Showers Will Still Be Hot, but Cost Less and Use Less Energy

WASHINGTON (April 1, 2010) -- In a positive step for consumers and the environment, the Energy Department issued final energy efficiency standards for residential water heaters today, improving on the initial proposal made last December.

This tighter standard will save electricity, create a bigger market for advanced water heater technology and save consumers money, according to the Natural Resources Defense Council.

NRDC and 10,000 of its activists urged DOE to adopt a tighter standard than one it proposed late last year and the Department listened.

According to DOE, the standard will save 2.8 quads of energy, enough to power 15 million American homes for a year and avoid the need for three new 250 megawatt power plants. In addition, the CO2 emissions savings would total 164 million tons. In addition, a half-ton of mercury will be kept out of the air from power plant emissions. The energy bill savings from the standard, which goes into effect in 2015, will be $10 billion over the next 30 years.

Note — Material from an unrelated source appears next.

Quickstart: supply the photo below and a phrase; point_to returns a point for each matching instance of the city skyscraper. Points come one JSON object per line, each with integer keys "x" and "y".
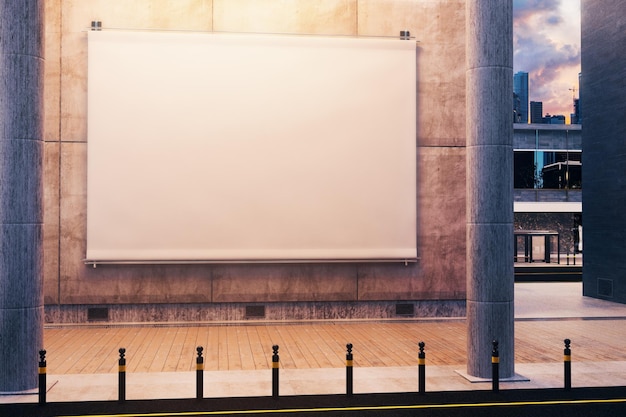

The following is a statement from Lane Burt, Manager of Building Energy Policy at the Natural Resources Defense Council:

“We wanted the Energy Department to strengthen the proposed energy efficiency requirement for water heaters, and it did. These standards will not only boost the total national energy savings, but help create a bigger market for advanced water heater technologies that will eventually make every shower cheaper and more sustainable.

“This rule illustrates the Department’s and Secretary Chu's commitment to issuing and enforcing the dozens of standards that are overdue because of the inaction of previous administrations, while bringing the savings from energy efficiency to every American who takes a hot shower or uses any other appliance.”